Uno debe dejarse ir a veces. Soltar todo aquello que se atoró entre paz y control, dejar que fluyan los pensamientos libres de juicio, libres de reproche, libres de responsabilidad. Para ser Inquebrantable, uno debe quebrarse un poquito.
Al terminar con los Djinn, me dirigí directamente al Plano de Fuego. Allí asesiné a todos los demonios en mi paso, hasta llevarme como trofeo la cabeza de Yeenoghu, para colgar en mis recámaras de Edunedain.
Nunca voy a olvidar su mirada de terror frente a la muerte. Ni cien de esos monstruos valían el coraje y la resiliencia de los embajadores Efreeti. Soy el único que los recordará.
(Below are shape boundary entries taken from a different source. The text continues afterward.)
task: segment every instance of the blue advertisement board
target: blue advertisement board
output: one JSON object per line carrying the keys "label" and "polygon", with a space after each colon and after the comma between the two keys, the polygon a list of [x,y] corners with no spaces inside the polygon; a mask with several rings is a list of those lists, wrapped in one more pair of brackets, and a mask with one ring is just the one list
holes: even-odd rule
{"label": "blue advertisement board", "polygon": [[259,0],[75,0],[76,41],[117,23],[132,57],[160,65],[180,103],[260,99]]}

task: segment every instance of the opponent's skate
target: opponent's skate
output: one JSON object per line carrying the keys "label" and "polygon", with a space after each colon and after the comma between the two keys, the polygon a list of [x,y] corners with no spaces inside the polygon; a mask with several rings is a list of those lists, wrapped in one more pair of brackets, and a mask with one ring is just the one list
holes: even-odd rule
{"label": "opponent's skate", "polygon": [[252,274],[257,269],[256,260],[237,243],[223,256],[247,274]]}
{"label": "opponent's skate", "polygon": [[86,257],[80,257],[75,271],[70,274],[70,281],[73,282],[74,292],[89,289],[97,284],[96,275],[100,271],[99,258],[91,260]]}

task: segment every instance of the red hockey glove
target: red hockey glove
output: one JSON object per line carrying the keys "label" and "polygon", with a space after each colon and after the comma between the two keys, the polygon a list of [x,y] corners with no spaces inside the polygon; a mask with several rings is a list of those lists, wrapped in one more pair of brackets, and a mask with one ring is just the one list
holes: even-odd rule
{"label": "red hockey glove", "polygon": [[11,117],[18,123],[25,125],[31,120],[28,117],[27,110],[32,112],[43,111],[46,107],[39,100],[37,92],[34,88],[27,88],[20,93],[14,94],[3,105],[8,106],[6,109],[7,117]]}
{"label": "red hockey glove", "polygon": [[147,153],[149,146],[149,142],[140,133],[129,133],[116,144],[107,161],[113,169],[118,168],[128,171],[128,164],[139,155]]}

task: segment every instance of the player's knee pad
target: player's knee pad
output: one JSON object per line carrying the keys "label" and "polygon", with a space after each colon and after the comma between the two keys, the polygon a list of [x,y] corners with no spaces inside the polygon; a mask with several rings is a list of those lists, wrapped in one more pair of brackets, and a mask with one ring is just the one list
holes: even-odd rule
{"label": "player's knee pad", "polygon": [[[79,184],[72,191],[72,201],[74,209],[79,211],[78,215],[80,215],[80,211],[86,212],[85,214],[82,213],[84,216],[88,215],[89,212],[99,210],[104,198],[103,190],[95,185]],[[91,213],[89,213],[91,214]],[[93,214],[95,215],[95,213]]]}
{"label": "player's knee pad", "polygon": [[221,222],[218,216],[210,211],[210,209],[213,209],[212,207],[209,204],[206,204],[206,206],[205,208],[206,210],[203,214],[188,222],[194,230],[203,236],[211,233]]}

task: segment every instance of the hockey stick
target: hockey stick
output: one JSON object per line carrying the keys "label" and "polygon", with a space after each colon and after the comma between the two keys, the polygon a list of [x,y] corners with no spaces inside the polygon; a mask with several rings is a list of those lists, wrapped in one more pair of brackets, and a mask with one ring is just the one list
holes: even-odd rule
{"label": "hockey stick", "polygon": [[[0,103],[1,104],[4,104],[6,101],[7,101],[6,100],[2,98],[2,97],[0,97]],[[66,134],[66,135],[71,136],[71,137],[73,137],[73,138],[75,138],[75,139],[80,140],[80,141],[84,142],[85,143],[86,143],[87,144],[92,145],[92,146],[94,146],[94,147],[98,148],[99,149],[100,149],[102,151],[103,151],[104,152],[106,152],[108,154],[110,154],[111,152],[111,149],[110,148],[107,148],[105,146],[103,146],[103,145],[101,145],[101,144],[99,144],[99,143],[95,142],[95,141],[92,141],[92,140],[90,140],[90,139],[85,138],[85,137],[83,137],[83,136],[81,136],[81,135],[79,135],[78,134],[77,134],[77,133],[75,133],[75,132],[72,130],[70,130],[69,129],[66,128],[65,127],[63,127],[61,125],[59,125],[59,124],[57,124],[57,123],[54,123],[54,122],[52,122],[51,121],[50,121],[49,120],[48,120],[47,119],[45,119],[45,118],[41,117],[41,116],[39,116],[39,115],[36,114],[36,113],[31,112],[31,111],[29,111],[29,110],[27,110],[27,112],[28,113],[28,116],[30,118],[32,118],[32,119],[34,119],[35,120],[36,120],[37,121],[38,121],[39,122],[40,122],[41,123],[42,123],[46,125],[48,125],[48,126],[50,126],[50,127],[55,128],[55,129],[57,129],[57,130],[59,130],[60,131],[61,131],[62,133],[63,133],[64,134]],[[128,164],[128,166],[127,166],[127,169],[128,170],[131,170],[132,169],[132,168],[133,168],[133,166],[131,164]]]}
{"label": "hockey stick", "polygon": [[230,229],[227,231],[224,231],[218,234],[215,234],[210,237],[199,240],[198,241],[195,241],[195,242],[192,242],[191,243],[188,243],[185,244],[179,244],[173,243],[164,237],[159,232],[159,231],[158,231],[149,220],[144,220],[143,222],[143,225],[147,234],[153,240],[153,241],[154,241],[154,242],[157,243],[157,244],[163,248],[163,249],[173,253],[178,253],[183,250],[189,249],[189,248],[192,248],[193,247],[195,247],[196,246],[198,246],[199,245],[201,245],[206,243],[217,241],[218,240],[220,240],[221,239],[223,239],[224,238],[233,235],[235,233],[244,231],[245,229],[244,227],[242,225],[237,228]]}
La mayor parte del tiempo me encuentro solo.
Recuerdo a todo aquel que murió por mi mano. Sus miradas, sus expresiones de dolor, sus últimas palabras. Recuerdo los actos que he cometido, los crímenes de los cuales fui testigo, la sangre que mancha mis mangas. Recuerdo las injusticias, las tragedias, los desencuentros. No puedo pedir perdón, ni arrepentirme de mis acciones. No puedo dar marcha atrás y cambiar el pasado. Sólo puedo recordarlos, darles esa pequeña dignidad.
Todo lo que hago lo hago adrede. Pero lo hago solo.
Y para eso uno debe ser Inquebrantable.